Seit der Regentschaft Wladimir Putins wurden keine Anschuldigungen mehr vorgebracht, Teile des GRU könnten eigenmächtig handeln. Vielmehr werden konträre Vorwürfe geäußert: Da die Geheimdienste unter solider Kontrolle der Regierung stehen würden, ließen sie sich als mächtige Instrumente einsetzen. Hinsichtlich des Nervengifts konstatierte die britische Seite selbst, dass es einer Weiterentwicklung bedurft hätte, um eine erfolgreiche Durchführung des Attentats auf die Skripals zu gewährleisten. Alte Bestände, die während der Wirren der 90er Jahre möglicherweise in falsche Hände gerieten, dürften demnach kaum tauglich gewesen sein.

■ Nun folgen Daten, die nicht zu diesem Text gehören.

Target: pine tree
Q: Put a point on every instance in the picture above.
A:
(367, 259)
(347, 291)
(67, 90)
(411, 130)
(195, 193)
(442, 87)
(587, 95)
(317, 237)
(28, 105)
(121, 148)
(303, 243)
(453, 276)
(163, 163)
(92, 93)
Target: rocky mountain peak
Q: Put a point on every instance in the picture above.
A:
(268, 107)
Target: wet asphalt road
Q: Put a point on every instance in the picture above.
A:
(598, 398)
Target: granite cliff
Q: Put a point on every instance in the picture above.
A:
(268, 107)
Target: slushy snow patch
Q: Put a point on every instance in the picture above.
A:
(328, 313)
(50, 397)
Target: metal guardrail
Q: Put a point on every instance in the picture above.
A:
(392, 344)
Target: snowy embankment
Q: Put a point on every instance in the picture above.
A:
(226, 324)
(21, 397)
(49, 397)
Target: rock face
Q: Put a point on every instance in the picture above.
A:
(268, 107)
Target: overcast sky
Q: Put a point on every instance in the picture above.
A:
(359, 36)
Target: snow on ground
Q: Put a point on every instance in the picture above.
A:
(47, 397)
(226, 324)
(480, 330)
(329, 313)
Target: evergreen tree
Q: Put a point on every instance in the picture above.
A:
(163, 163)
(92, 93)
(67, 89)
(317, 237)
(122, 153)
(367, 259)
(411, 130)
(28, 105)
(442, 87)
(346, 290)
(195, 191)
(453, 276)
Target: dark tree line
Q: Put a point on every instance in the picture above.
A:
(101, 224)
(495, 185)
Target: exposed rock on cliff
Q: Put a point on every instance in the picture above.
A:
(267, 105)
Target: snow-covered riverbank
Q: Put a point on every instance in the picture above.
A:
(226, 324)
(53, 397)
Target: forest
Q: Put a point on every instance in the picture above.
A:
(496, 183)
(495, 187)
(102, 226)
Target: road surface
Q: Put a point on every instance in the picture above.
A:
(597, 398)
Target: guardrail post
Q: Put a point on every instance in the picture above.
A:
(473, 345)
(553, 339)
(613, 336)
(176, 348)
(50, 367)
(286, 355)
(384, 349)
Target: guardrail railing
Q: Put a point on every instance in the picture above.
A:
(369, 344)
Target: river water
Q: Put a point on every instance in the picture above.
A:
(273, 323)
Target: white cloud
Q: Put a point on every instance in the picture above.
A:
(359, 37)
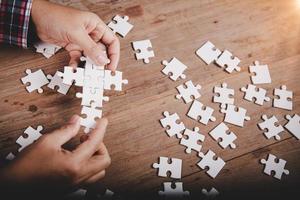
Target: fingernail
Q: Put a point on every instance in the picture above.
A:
(74, 119)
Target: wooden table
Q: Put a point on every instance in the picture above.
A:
(263, 30)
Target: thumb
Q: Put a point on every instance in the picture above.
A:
(90, 47)
(68, 131)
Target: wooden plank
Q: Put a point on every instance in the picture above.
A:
(268, 33)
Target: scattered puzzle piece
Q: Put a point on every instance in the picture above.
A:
(284, 99)
(271, 127)
(173, 191)
(201, 113)
(262, 74)
(273, 164)
(171, 125)
(92, 95)
(174, 69)
(229, 62)
(213, 193)
(165, 165)
(71, 75)
(192, 140)
(32, 135)
(208, 52)
(120, 25)
(115, 80)
(220, 132)
(224, 95)
(57, 81)
(252, 92)
(214, 165)
(235, 115)
(188, 90)
(92, 113)
(293, 126)
(143, 50)
(36, 80)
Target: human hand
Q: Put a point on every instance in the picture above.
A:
(77, 31)
(46, 165)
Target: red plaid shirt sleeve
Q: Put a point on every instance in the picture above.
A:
(14, 22)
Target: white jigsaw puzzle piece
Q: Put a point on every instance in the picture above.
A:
(143, 50)
(214, 165)
(262, 74)
(201, 113)
(252, 93)
(235, 115)
(172, 165)
(273, 164)
(114, 79)
(92, 113)
(271, 127)
(285, 98)
(71, 75)
(92, 95)
(173, 191)
(57, 81)
(224, 95)
(188, 90)
(172, 127)
(174, 69)
(120, 25)
(191, 140)
(208, 52)
(229, 62)
(222, 132)
(35, 80)
(293, 126)
(32, 135)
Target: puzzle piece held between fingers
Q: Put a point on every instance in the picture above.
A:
(262, 74)
(92, 95)
(34, 80)
(273, 164)
(271, 127)
(143, 49)
(165, 165)
(293, 126)
(188, 90)
(115, 80)
(174, 68)
(235, 115)
(220, 132)
(92, 113)
(32, 135)
(57, 81)
(284, 99)
(228, 61)
(71, 75)
(214, 165)
(192, 140)
(225, 95)
(208, 52)
(171, 125)
(173, 191)
(120, 25)
(252, 92)
(201, 113)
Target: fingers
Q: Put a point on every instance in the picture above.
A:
(92, 143)
(67, 132)
(112, 43)
(89, 46)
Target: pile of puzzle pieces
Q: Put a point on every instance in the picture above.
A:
(193, 139)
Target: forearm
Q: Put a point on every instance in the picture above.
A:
(15, 22)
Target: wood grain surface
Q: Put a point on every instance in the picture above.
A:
(263, 30)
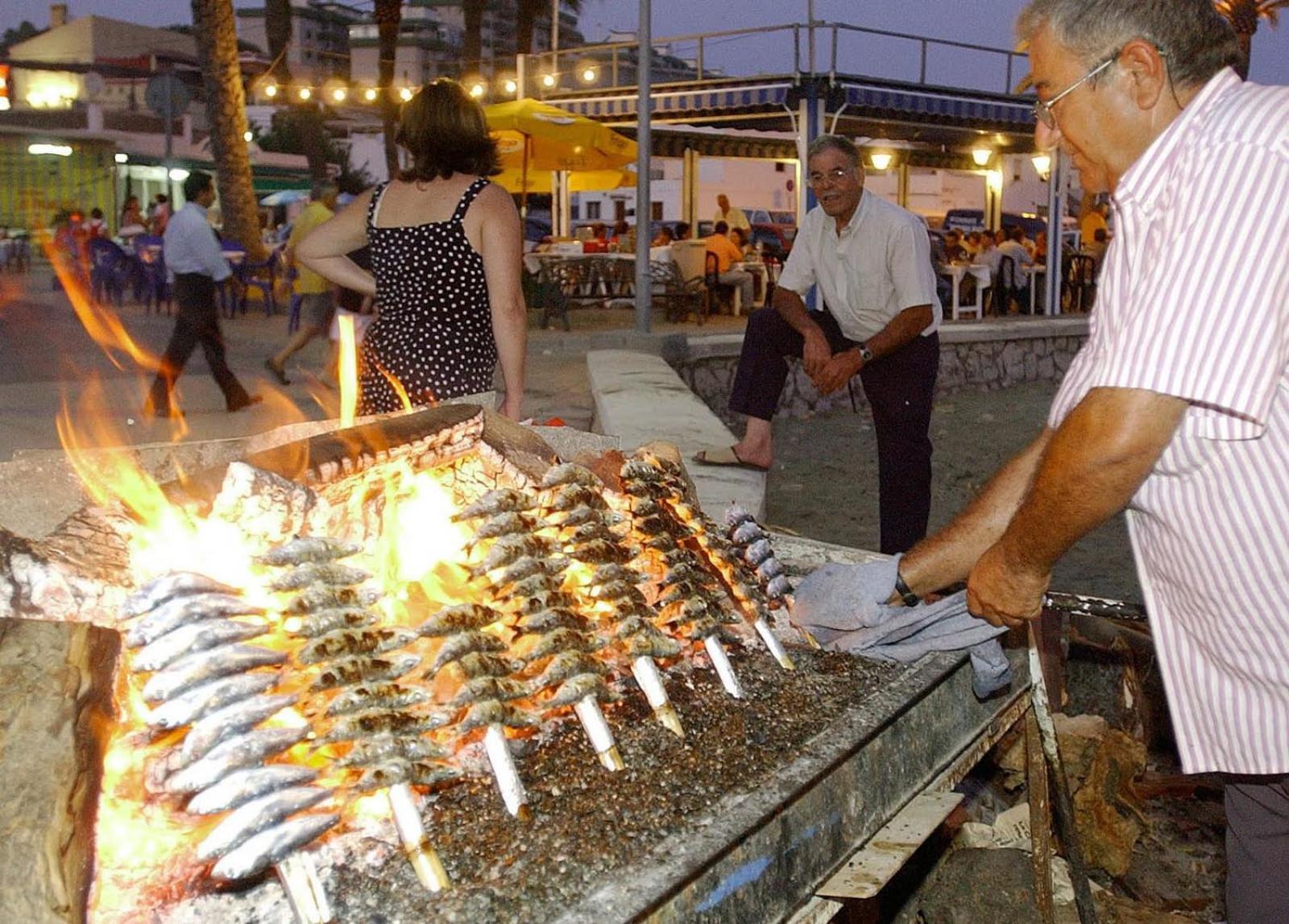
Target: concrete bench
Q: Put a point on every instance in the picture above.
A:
(640, 399)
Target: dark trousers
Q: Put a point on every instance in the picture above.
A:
(197, 321)
(1257, 850)
(900, 388)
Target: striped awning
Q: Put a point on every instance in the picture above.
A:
(681, 101)
(887, 102)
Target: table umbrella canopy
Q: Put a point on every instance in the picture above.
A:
(579, 180)
(547, 138)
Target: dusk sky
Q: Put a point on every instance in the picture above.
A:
(985, 22)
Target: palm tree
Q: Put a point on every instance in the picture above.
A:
(226, 102)
(472, 45)
(1244, 15)
(388, 15)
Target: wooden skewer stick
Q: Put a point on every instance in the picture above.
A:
(506, 773)
(305, 892)
(412, 833)
(651, 682)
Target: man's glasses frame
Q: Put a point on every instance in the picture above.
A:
(1043, 110)
(835, 176)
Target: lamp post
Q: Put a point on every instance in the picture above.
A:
(644, 210)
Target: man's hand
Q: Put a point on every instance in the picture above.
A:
(1003, 592)
(815, 354)
(837, 371)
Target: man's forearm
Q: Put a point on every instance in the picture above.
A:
(949, 556)
(1093, 466)
(900, 330)
(792, 309)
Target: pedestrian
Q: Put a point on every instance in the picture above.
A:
(446, 254)
(1177, 406)
(159, 215)
(732, 215)
(316, 294)
(880, 317)
(193, 257)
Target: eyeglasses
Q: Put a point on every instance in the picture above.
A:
(1043, 110)
(835, 176)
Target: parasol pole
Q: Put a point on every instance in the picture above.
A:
(644, 210)
(524, 183)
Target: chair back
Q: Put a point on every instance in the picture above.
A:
(1005, 272)
(711, 268)
(105, 254)
(690, 257)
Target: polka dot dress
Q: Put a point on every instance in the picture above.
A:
(433, 333)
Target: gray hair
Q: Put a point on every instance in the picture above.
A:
(835, 143)
(1196, 39)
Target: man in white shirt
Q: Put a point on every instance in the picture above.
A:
(195, 259)
(870, 262)
(732, 215)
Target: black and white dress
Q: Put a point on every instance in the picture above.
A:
(433, 331)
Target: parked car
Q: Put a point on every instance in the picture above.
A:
(775, 240)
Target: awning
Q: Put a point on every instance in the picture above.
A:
(674, 102)
(885, 102)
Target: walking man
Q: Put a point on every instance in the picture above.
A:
(1177, 408)
(193, 255)
(316, 294)
(870, 262)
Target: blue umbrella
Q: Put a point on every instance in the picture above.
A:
(285, 197)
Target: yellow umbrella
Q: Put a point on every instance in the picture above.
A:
(535, 137)
(580, 180)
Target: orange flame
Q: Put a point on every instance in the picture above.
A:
(100, 322)
(348, 370)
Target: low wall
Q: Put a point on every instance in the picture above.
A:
(972, 356)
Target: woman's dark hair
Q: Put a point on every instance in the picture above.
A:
(445, 131)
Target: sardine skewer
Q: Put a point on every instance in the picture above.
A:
(506, 773)
(305, 892)
(651, 682)
(412, 831)
(773, 642)
(725, 670)
(593, 722)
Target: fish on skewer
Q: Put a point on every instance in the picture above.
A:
(168, 586)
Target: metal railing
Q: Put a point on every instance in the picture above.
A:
(781, 51)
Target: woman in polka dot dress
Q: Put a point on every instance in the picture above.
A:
(446, 251)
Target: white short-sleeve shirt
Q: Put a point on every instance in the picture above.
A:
(1194, 303)
(877, 267)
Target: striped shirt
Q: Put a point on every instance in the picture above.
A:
(1194, 303)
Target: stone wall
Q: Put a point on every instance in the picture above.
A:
(986, 358)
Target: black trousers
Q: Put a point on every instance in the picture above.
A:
(197, 321)
(1257, 850)
(900, 388)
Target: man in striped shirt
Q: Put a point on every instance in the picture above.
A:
(1177, 408)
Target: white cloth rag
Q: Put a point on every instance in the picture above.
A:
(844, 607)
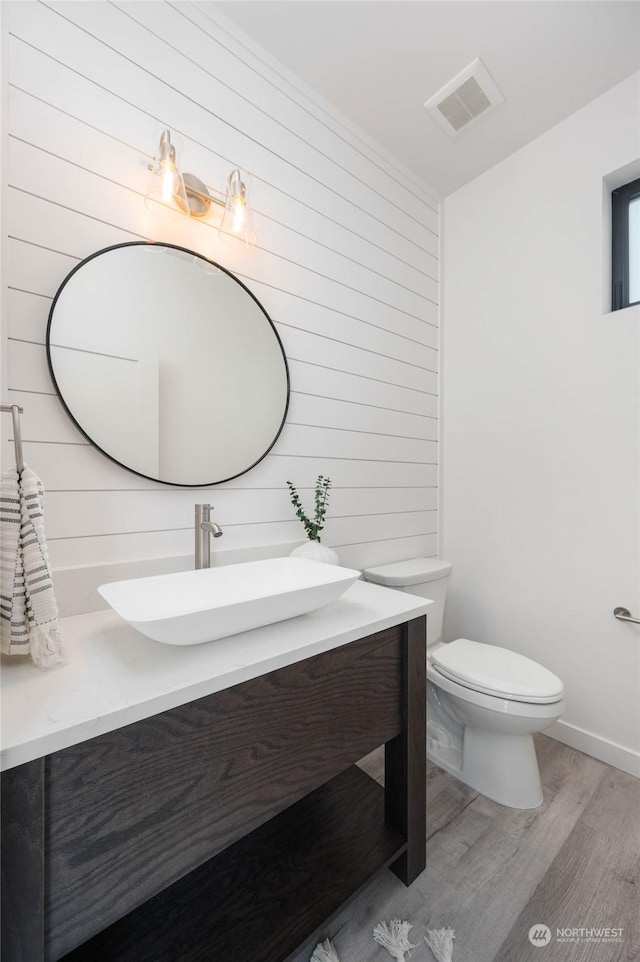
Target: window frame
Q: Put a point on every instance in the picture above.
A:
(621, 198)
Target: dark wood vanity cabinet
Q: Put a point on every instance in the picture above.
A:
(229, 828)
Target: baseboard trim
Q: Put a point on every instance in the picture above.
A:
(626, 759)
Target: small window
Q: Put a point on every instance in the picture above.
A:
(625, 232)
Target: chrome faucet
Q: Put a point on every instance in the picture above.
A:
(205, 528)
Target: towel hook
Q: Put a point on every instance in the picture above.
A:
(15, 410)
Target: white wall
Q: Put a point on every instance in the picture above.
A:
(541, 470)
(346, 265)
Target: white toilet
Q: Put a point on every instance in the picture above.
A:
(483, 703)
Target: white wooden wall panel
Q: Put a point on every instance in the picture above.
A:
(346, 265)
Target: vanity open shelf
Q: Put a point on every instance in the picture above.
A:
(263, 896)
(228, 828)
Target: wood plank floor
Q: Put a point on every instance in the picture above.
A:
(493, 872)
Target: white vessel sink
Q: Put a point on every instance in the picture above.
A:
(191, 607)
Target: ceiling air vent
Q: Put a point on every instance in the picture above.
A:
(469, 95)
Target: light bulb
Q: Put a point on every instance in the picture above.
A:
(168, 180)
(163, 197)
(236, 221)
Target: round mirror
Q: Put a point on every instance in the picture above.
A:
(168, 364)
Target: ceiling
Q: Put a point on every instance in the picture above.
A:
(378, 62)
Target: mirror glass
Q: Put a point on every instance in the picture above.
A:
(168, 364)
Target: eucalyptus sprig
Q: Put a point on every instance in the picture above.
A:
(321, 500)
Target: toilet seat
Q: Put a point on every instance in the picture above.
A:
(497, 672)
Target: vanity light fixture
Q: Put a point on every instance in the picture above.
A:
(191, 196)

"Bellingcat" hat zwar mithilfe von Fotovergleichen und anderen Indizien nachzuweisen versucht, dass Petrow und Boschirow dem russischen Militärgeheimdienst angehören. Die Darstellung wurde von den britischen Ermittlern jedoch nicht übernommen. Sollte sie tatsächlich zutreffen, dann wäre der MI6 wohl früher informiert gewesen und hätte dies bereits publik gemacht. Da die russische Regierung keinen Kommentar vor einer offiziellen Stellungnahme aus London abgeben wollte, wurde mancherorts geunkt, dass der FSB Bellingcats russischem Partner "The Insider" fingiertes Material zugeschoben haben könnte.